Biraz da yaşantımızdan bahsedelim. Bir kaç evreden geçiyoruz herkes gibi biz de. Ergenlik bunlara dahil ama bahsetmek istediğim şey bu değil şuan. Bahsetmek istediğim şey, yaptığımız şeyler. Bakış açılarımız ve imkanlarımızı nasıl kullandığımız. Bazı zamanlar gelir, o içimizdeki birşeyler yapma hevesini gider studyoda kullanırız. Bizim ortak yemeğimiz tavuk dönerdir. Ortak içkimiz biradır.Bir konserde pogo yaparken üzerimize dökülen biralar eve geldiğimizde yüzümüzdeki gülümsemelere sebep olur bizim. Bazı zamanlar gelir gitarımızın telleri dayanamaz, bagetlerimiz kırılır. Sesimiz kısılır bağırmaktan. Boynumuz ağrır, tutulur, bi kaç gün hareket ettiremeyiz. içimizdeki bu enerjiyi nasıl anlatabiliriz bilmiyorum şuan.
Aklıma gelmişken, asilik bize özgü değil. Çıldırdınız mı siz! Dedik ya herkes bazı evrelerden geçer.

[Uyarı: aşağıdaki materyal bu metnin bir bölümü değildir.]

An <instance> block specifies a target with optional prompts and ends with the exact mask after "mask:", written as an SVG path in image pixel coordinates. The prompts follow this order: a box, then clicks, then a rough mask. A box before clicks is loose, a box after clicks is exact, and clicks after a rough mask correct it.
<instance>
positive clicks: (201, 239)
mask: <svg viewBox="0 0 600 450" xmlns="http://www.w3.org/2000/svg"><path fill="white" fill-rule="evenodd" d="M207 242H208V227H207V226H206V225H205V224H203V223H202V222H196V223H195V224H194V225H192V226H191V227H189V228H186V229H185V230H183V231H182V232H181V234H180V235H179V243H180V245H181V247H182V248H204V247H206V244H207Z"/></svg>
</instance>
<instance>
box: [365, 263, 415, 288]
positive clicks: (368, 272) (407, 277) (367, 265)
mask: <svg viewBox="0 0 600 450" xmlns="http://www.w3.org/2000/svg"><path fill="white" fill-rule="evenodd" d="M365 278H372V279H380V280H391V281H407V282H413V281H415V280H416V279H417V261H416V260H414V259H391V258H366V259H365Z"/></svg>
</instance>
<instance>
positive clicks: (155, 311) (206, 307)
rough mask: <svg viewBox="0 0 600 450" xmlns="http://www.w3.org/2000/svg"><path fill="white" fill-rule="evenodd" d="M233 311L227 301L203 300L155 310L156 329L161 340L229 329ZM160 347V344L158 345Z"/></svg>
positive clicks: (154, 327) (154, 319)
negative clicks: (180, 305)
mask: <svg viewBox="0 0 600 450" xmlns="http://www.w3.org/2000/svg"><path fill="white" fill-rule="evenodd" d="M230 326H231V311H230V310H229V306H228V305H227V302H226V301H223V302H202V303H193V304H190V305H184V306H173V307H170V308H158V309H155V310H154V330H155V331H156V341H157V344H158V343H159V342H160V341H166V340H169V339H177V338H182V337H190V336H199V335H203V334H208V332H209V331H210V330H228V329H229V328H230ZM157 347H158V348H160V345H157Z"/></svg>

Bu evrelerde genel bi tavır vardır ama insanın içindekileri dışraı çıkarmasıdır aslında o yine de. Neysen osun yani. Metalciymişsin, klagib müzik dinlermişsin, ne önemi var. Herkes o döneme girdiğinde asilik de yapar, herşeye karşı da gelir. Bunları yapma şekli farklıdır sadece. Okadar acımasızız ki, bazılarını görüyoruz, bazılarını görmezden geliyoruz ve damgayı yapıştırıveriyoruz hemen. Değil mi?Fazla uzatmaya gerek yok aslında. Kısaca anlattım işte. Bizim yaşam tarzımız budur. Farklıdır, eğlencelidir, güzeldir, bazılarına kötü gelir, bazıları çekemez, bazıları özenir, bazıları kendini öyle hissetmek ister ama yapamaz, bazıları da ister istemez kendini bu dünyanın içinde buluverir. Hell Yeah!! diyerek bitiriyorum yazımı. Müzikle kalın!